ANKARA (Reuters) - Turkish President Tayyip Erdogan has built a career on attacking the elite, secularist tradition reviled by many of his pious supporters. In the heat of political battle, he has even accused secular opponents of allying with terrorists.
But now, the Islamist-rooted AKP party Erdogan created is moving tentatively towards a once-unthinkable coalition with the opposition Republican People’s Party (CHP), founded in the 1920s by the ‘father’ of modern Turkey Mustafa Kemal Ataturk as guardian of that secularist state order.
An AKP-CHP coalition, after the AKP lost its majority in June 7 polls, would likely be fragile and factious. But it would, analysts say, help placate jittery foreign investors and revive attempts to settle a Kurdish rebellion in the southeast that has cost Turkey dearly.
NATO allies, keen to see a stable Turkey on the borders of Syria and Iraq, would also welcome a coalition offering at least some prospect of stability.
It could also curb some more radical tendencies of Erdogan, who has struck an increasingly bellicose tone towards critics and demonstrators and “those who sip their whiskies on the banks of the Bosphorus”.

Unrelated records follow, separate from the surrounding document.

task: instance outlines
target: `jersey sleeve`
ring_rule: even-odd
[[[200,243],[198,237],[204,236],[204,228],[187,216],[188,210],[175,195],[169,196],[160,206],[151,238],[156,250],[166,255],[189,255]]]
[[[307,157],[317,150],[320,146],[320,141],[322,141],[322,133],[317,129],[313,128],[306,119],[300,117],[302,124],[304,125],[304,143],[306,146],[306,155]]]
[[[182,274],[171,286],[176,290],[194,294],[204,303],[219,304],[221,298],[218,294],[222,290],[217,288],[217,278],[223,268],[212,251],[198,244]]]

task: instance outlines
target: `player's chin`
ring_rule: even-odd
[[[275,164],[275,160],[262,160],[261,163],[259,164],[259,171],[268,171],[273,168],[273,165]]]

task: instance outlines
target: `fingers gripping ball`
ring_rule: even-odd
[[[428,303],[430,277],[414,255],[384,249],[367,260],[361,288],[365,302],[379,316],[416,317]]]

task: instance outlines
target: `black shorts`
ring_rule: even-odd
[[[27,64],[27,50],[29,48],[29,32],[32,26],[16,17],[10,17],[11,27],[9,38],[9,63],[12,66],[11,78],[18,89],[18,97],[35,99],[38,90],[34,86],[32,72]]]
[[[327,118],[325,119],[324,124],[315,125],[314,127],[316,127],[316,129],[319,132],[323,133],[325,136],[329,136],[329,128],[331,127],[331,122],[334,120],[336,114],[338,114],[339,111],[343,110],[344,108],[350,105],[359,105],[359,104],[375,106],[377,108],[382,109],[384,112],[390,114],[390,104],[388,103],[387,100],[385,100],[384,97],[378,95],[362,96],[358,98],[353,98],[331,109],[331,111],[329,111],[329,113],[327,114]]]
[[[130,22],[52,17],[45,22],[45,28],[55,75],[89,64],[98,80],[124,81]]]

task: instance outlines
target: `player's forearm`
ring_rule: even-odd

For Erdogan, though, an alliance with CHP could be presented as further evidence of the AKP’s ability to transform modern Turkey - by toppling the secularists and now, more than a decade later, extending them an olive branch, said Halil Karaveli, managing editor of the journal The Turkey Analyst.
“The AKP do not want to look like a right-wing party. They want to be seen as the party that is reforming Turkey,” Karaveli said.
Reform Turkey it has. The secularist army has been pressed from politics and social and economic reforms introduced. Erdogan, who himself served a jail sentence in the 1990s for reciting a poem rich in religious imagery, has presented himself as guardian of conservative muslims downtrodden by past secular rulers.
The CHP itself has also looked to change over 13 years of AK Party rule, reining in some secularist rhetoric, in an effort to win back conservative Turks who have flocked to Erdogan.
In coalition, however, the CHP would refuse to back his plans for the powerful presidency he envisaged when he stepped down as prime minister last year. It would also steer a cautious course on Syria as Erdogan considers armed invention at the border.
AKP Party officials have privately said Erdogan may see a snap election as the best way for the AKP to restore its majority and push constitutional changes to give him his executive presidency.
However, that option looks unlikely after a poll last week showed voters would be unwilling to change their vote. While a coalition with the right-wing Nationalist Movement Party (MHP) would make sense ideologically, AKP officials say their top brass is leaning toward an alliance with the center CHP.
“The AKP voter base wants the MHP as a coalition partner, but the top, the administration, prefers the CHP,” said one AKP official. “Our party leaders believe a coalition with the CHP is more reasonable way to solve Turkey’s problems.”
A coalition with the CHP could help restart talks to end the Kurdish peace process, talks the nationalists have long opposed.
The fate of Turkey’s 14 million Kurds is one of the country’s most vexing political questions. Erdogan took a big gamble in 2012 when he opened talks to end a three-decade insurrection for greater Kurdish autonomy that has left 40,000 dead.
While talks have stalled and Kurds accuse Erdogan of backtracking, he undoubtedly sees the peace process as a key legacy.
Erdogan has warned, however, that Turkey would not tolerate the creation of an autonomous Kurdish state on its southern borders and newspapers have carried reports he is considering the creation of a buffer zone across the border, where Kurdish militia and Islamist militants vie for control.
CHP leader Kemal Kilicdaroglu warned on Tuesday against military action, employing language hardly conducive to successful coalition talks. War is not a child’s game, he said.
“A good politician knows that feeding off chaos and war will bring disaster instead of success,” he said on Twitter, in comments clearly aimed at Erdogan.”
“This country is not a plaything for your ambition.”
Financial markets are hoping for a grand coalition, with the lira currency last week recovering to pre-election levels against the dollar for the first time.
Investors have been betting that the AKP’s decision to nominate its low-profile defense minister for parliamentary speaker may be a sign it could be willing to cede the post to the opposition in return for a coalition deal.
The party on Friday named Ismet Yilmaz as its candidate for speaker, tapping a veteran backbencher without the name recognition of the CHP’s candidate, Deniz Baykal, a former head of the party and parliament’s oldest deputy.
Voting for the position started on Tuesday and was due to go into third and fourth rounds on Wednesday after no one candidate was able to secure two-thirds of the votes.
There is speculation the AKP may back Baykal on Wednesday. If so, that would be an important signal for a potential coalition with the CHP, a senior CHP official said.
But Prime Minister Ahmet Davutoglu appeared to throw cold water on that theory, saying on Tuesday that the AKP would back its candidate through all rounds of voting.